Ethical approval for this study was granted by a National Research Ethics Service (NRES) committee, all data used in this study were anonymized prior to analysis, and they have followed the principles outlined in the Declaration of Helsinki for all human or animal experimental investigations. In addition, for investigations involving human subjects, informed consent has been obtained from the participants involved.

Executive summary

• This is the first study (to our knowledge) to externally validate the established North West Quality Improvement Programme (NWQIP) risk prediction model for both in-hospital complications and 30-day mortality following percutaneous coronary intervention.

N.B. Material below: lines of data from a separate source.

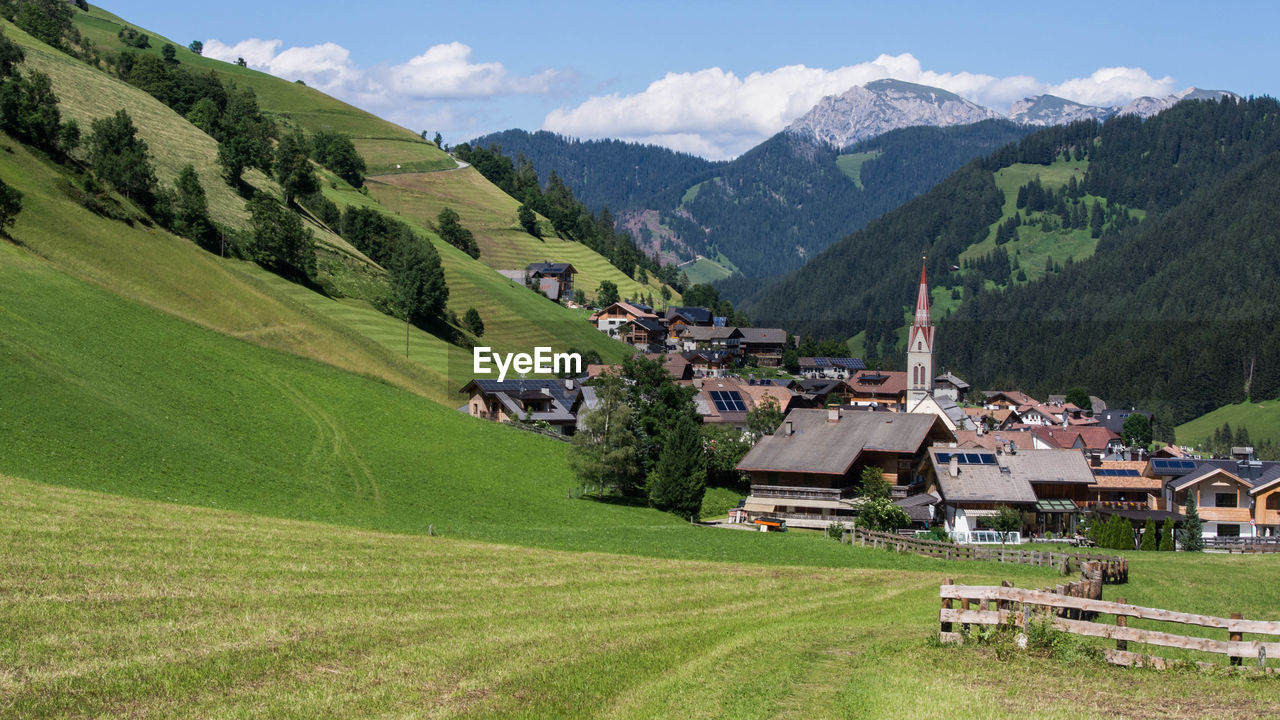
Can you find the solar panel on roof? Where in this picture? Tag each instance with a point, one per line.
(968, 458)
(728, 401)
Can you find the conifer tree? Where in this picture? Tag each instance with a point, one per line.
(1192, 533)
(679, 479)
(1166, 536)
(1148, 536)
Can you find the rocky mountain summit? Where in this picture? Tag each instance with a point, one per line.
(882, 105)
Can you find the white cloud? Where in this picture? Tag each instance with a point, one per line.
(443, 72)
(256, 53)
(1112, 86)
(718, 114)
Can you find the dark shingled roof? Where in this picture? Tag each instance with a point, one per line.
(821, 446)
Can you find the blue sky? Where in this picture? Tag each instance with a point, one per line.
(717, 78)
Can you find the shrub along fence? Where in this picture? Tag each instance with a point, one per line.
(1109, 569)
(1006, 605)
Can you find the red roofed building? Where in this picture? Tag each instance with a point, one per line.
(1079, 437)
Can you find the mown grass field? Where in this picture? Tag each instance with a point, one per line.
(1262, 419)
(126, 607)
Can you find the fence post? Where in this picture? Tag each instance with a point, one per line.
(1237, 637)
(1121, 621)
(1002, 605)
(946, 605)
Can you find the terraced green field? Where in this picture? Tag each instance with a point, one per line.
(382, 144)
(492, 217)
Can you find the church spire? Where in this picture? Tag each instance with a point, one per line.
(922, 302)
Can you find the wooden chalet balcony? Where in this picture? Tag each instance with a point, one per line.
(810, 516)
(791, 492)
(1115, 505)
(1223, 514)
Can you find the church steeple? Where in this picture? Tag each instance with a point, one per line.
(919, 347)
(922, 302)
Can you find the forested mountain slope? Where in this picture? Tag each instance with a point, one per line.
(1171, 313)
(768, 210)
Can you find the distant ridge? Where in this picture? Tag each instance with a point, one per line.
(864, 112)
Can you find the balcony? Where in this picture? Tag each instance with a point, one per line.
(791, 492)
(1115, 505)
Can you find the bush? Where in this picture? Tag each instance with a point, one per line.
(1148, 536)
(1166, 536)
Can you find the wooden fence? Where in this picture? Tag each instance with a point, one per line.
(1244, 545)
(1109, 568)
(1006, 605)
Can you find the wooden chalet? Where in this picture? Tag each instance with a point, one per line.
(554, 279)
(552, 401)
(1048, 486)
(611, 318)
(764, 343)
(809, 469)
(880, 387)
(831, 368)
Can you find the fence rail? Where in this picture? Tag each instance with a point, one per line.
(1006, 605)
(1244, 545)
(1109, 568)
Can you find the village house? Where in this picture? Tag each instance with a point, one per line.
(645, 335)
(1086, 438)
(553, 279)
(808, 470)
(878, 387)
(1046, 484)
(728, 400)
(831, 368)
(611, 318)
(1008, 399)
(552, 401)
(708, 363)
(764, 343)
(727, 340)
(950, 386)
(822, 392)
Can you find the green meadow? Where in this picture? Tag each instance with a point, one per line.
(223, 495)
(1262, 419)
(127, 607)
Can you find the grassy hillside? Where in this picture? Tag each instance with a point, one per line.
(173, 276)
(1262, 419)
(851, 164)
(181, 274)
(1033, 245)
(382, 144)
(145, 609)
(104, 393)
(490, 215)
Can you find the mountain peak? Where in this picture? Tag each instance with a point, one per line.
(882, 105)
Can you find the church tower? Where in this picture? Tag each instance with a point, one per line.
(919, 349)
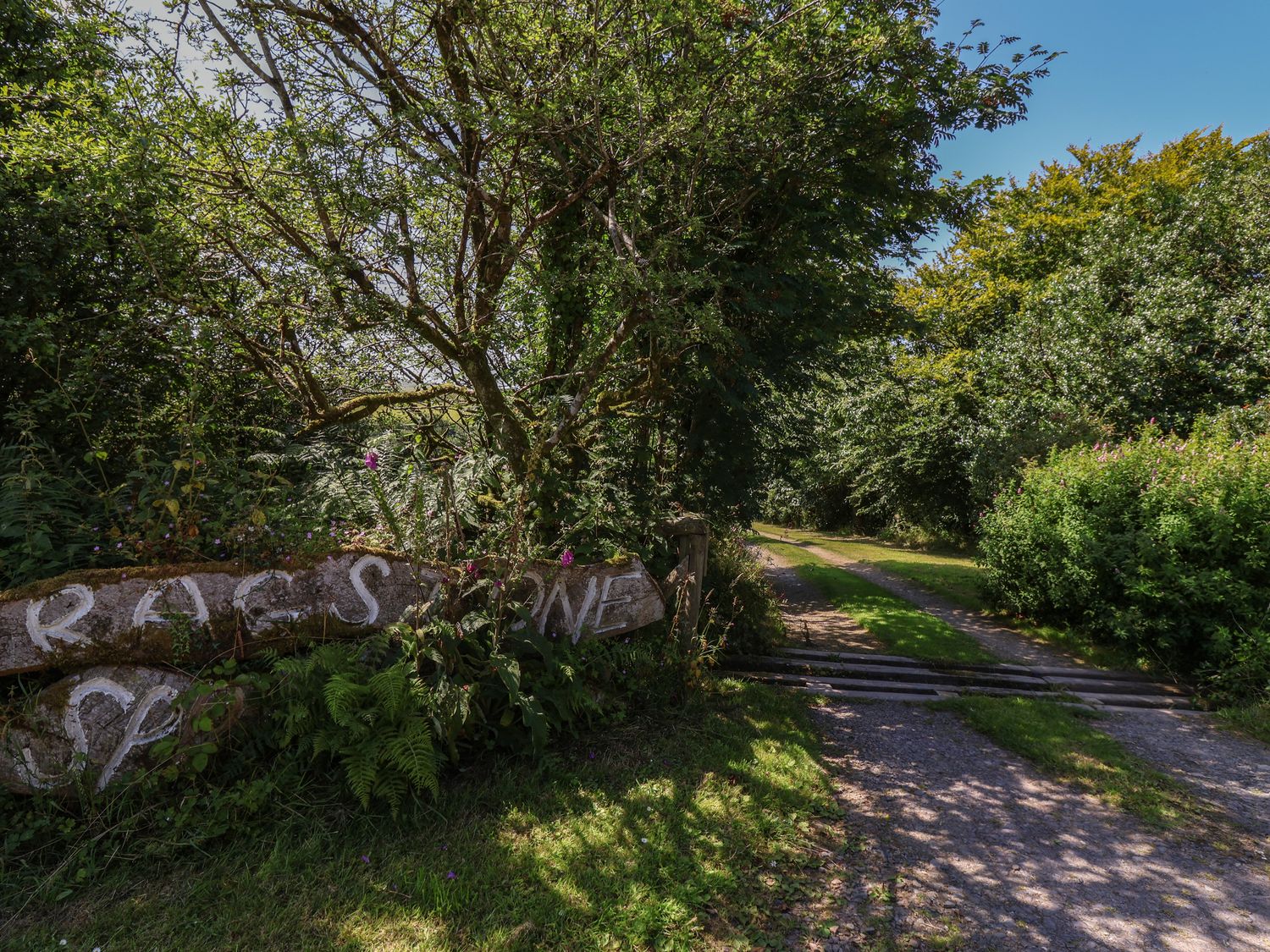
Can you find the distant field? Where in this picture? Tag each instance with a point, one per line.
(899, 625)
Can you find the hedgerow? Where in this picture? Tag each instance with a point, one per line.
(1160, 543)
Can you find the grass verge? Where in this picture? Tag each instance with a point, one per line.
(1062, 743)
(680, 830)
(1252, 721)
(901, 626)
(957, 578)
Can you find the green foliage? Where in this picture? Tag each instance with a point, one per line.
(739, 599)
(1069, 309)
(389, 708)
(363, 706)
(1157, 543)
(686, 825)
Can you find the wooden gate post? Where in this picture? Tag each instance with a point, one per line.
(691, 535)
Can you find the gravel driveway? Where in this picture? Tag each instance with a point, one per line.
(967, 845)
(955, 843)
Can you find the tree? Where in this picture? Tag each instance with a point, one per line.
(1074, 307)
(536, 213)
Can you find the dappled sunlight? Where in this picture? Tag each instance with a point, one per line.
(625, 835)
(972, 829)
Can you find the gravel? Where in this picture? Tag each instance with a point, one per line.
(969, 843)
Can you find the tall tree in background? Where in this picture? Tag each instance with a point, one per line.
(538, 215)
(1102, 292)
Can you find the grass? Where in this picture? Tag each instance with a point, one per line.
(897, 624)
(1062, 744)
(957, 578)
(671, 832)
(1252, 721)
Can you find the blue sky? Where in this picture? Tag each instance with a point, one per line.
(1152, 68)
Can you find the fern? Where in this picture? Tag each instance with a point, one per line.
(363, 707)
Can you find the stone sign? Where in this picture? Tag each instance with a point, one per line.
(103, 718)
(210, 612)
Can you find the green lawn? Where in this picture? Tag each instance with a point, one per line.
(1062, 741)
(901, 626)
(671, 832)
(957, 578)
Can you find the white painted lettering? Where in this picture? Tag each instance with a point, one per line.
(132, 735)
(355, 576)
(262, 621)
(145, 614)
(61, 629)
(573, 619)
(606, 602)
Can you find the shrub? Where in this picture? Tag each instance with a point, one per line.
(1158, 543)
(739, 598)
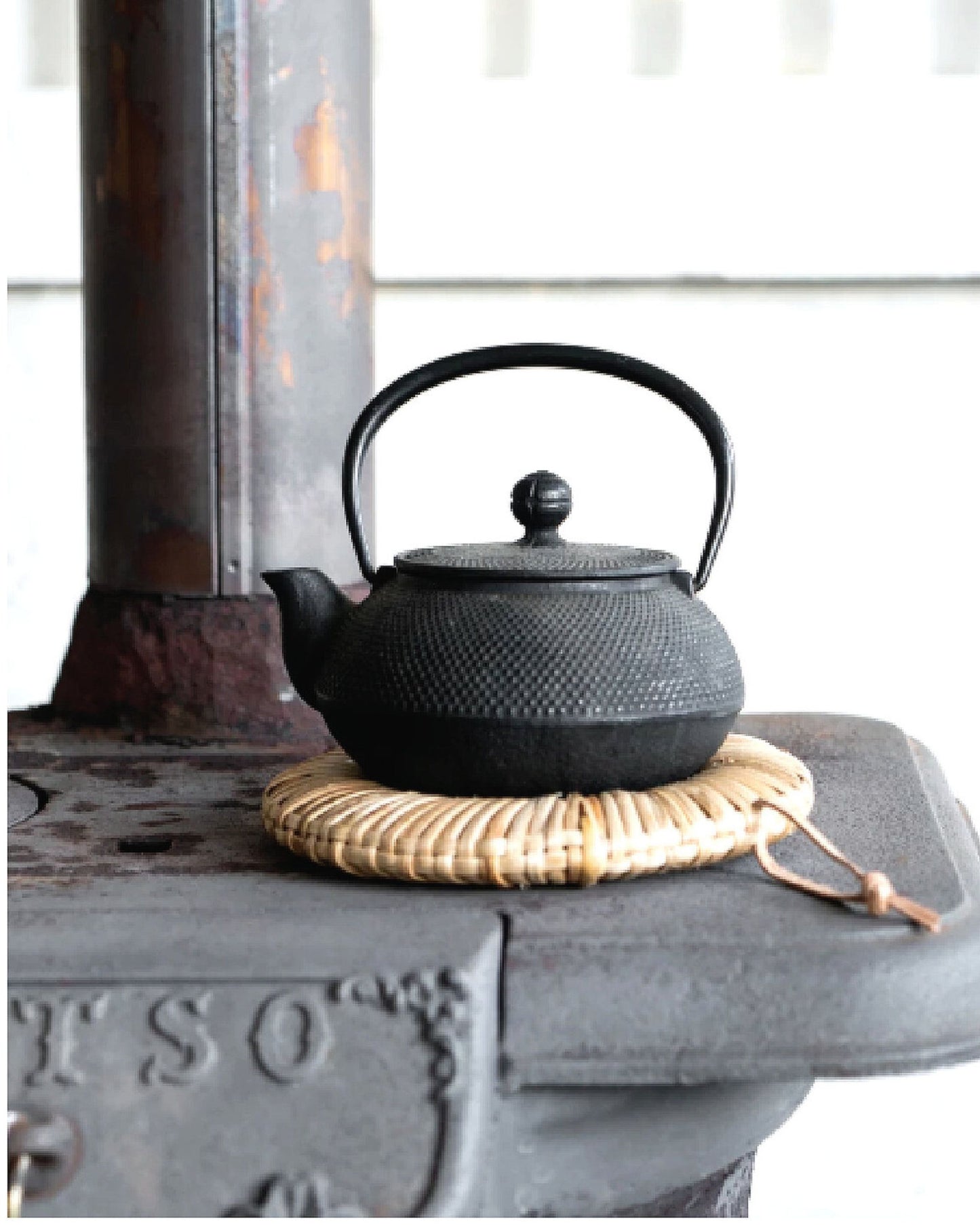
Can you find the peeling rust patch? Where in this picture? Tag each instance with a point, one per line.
(132, 172)
(174, 558)
(262, 286)
(325, 164)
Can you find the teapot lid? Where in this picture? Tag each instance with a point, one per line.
(541, 503)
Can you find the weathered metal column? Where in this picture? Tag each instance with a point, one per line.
(228, 345)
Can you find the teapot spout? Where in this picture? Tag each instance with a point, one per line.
(311, 608)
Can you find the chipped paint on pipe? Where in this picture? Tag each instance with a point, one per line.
(228, 296)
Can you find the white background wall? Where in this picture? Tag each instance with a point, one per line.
(847, 580)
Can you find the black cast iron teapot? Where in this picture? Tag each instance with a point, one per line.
(524, 668)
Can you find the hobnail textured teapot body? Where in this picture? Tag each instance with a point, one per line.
(524, 668)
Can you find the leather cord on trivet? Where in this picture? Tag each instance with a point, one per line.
(876, 892)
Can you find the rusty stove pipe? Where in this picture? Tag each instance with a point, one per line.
(226, 173)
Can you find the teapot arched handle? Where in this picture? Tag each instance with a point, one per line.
(565, 357)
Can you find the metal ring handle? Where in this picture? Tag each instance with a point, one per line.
(565, 357)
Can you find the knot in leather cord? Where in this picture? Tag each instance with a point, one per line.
(878, 893)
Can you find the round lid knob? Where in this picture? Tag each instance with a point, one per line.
(542, 503)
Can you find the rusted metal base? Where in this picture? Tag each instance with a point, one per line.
(178, 667)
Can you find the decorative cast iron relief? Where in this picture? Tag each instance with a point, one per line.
(288, 1038)
(302, 1194)
(58, 1018)
(439, 1001)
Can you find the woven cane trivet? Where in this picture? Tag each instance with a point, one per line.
(749, 795)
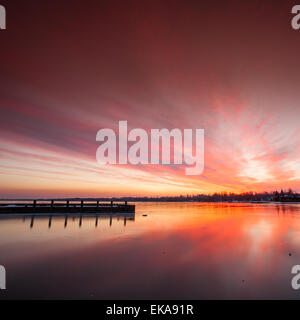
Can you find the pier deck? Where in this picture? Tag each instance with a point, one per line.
(65, 206)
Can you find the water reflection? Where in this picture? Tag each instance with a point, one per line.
(125, 217)
(171, 251)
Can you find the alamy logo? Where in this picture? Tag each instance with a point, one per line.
(296, 18)
(2, 18)
(2, 278)
(159, 143)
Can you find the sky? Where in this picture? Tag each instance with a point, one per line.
(71, 68)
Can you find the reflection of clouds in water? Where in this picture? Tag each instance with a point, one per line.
(179, 250)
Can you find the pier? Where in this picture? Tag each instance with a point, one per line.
(64, 207)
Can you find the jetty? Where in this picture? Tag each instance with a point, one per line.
(64, 207)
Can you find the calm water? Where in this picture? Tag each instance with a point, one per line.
(177, 251)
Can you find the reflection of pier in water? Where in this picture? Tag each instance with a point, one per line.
(98, 219)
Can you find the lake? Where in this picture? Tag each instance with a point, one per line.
(164, 251)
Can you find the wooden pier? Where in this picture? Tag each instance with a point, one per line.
(64, 207)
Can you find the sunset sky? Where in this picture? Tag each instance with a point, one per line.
(70, 68)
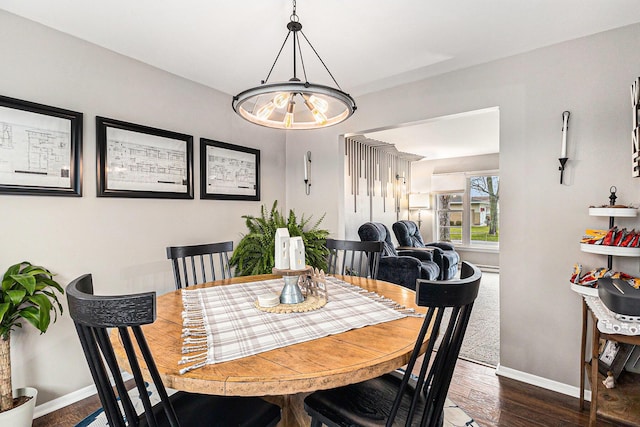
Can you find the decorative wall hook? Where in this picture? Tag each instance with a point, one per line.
(307, 173)
(563, 151)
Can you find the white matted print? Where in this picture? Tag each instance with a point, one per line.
(229, 172)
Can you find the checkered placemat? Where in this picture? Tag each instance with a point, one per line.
(221, 323)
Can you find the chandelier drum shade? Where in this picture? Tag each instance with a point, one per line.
(294, 104)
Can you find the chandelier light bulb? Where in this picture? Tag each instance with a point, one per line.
(265, 111)
(320, 104)
(280, 100)
(288, 118)
(272, 104)
(318, 115)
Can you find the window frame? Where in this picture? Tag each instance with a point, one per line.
(465, 241)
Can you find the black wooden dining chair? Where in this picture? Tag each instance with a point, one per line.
(200, 263)
(406, 399)
(93, 315)
(354, 258)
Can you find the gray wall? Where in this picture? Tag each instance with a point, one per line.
(120, 241)
(542, 221)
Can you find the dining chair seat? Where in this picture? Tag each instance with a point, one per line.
(93, 315)
(200, 263)
(354, 258)
(408, 399)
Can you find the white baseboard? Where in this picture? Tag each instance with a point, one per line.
(68, 399)
(541, 382)
(62, 401)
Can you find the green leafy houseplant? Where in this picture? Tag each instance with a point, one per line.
(255, 254)
(27, 293)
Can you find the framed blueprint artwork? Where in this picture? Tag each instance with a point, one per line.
(40, 149)
(229, 172)
(143, 162)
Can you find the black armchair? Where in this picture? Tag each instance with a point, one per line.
(402, 267)
(444, 254)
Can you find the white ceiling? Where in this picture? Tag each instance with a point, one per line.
(465, 134)
(368, 45)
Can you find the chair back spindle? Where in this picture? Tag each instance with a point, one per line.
(354, 258)
(197, 264)
(406, 399)
(93, 315)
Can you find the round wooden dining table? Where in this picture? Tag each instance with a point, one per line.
(286, 375)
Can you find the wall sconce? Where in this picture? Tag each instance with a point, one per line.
(563, 151)
(401, 182)
(419, 202)
(307, 173)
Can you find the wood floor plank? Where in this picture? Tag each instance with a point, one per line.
(490, 400)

• The NWQIP model continues to discriminate well for major adverse cardiac events, and also for 30-day mortality.

• The NWQIP model is poorly calibrated for different risk groups (observed vs predicted outcome).

• A multivariate model for 30-day mortality was developed which exhibits very good discrimination and calibration.

• Novel risk factors incorporated into the model: preoperation ventilation and peripheral vascular disease.

References

Papers of special note have been highlighted as:
•• of considerable interest.

    •• Features the design and internal validation of the North West Quality Improvement Programme risk model, the discrimination, calibration, and detailed demographic/ procedural/angiographic characteristics are presented.

    •• Externally validated the North West Quality Improvement Programme risk model and confirmed its discrimination and calibration performance using a cohort of percutaneous coronary intervention patients almost a decade ago.

Appendix

NWQIP model calculation

The following regression coefficients were reported by Grayson et al. [5] in the original NWQIP study. The calculation of the estimated risk of in-hospital MACE as a percentage is (odds/[1+odds]) × 100. Odds = exp(- 5.4959 + [0.7048 × age 70–79 years] + [1.0106 × age ≥ 80 years] + [0.4586 × female sex] + [0.8618 × cerebrovascular disease] + [3.2636 × cardiogenic shock] + [0.4788 × urgent PCI] + [1.3625 × emergency PCI] + [1.6502 × LMS lesions] + [0.9101 × graft lesions])

Variable Coefficient Odds ratio Integer score
Age 70–79 0.7048 2.02 2
Age ≥ 80 1.0106 2.75 3
Female sex 0.4586 1.58 2
Urgent PCI 0.4788 1.61 2
Emergency PCI 1.3625 3.91 4
LMS lesion 1.6502 5.21 5
Graft lesion 0.9101 2.48 3
Cardiogenic shock 3.2636 26.14 26
Cerebrovascular disease 0.8618 2.37 3
Intercept -5.4959 NA NA

Table A1: North West Quality Improvement Programme risk factors, coefficients and integer score.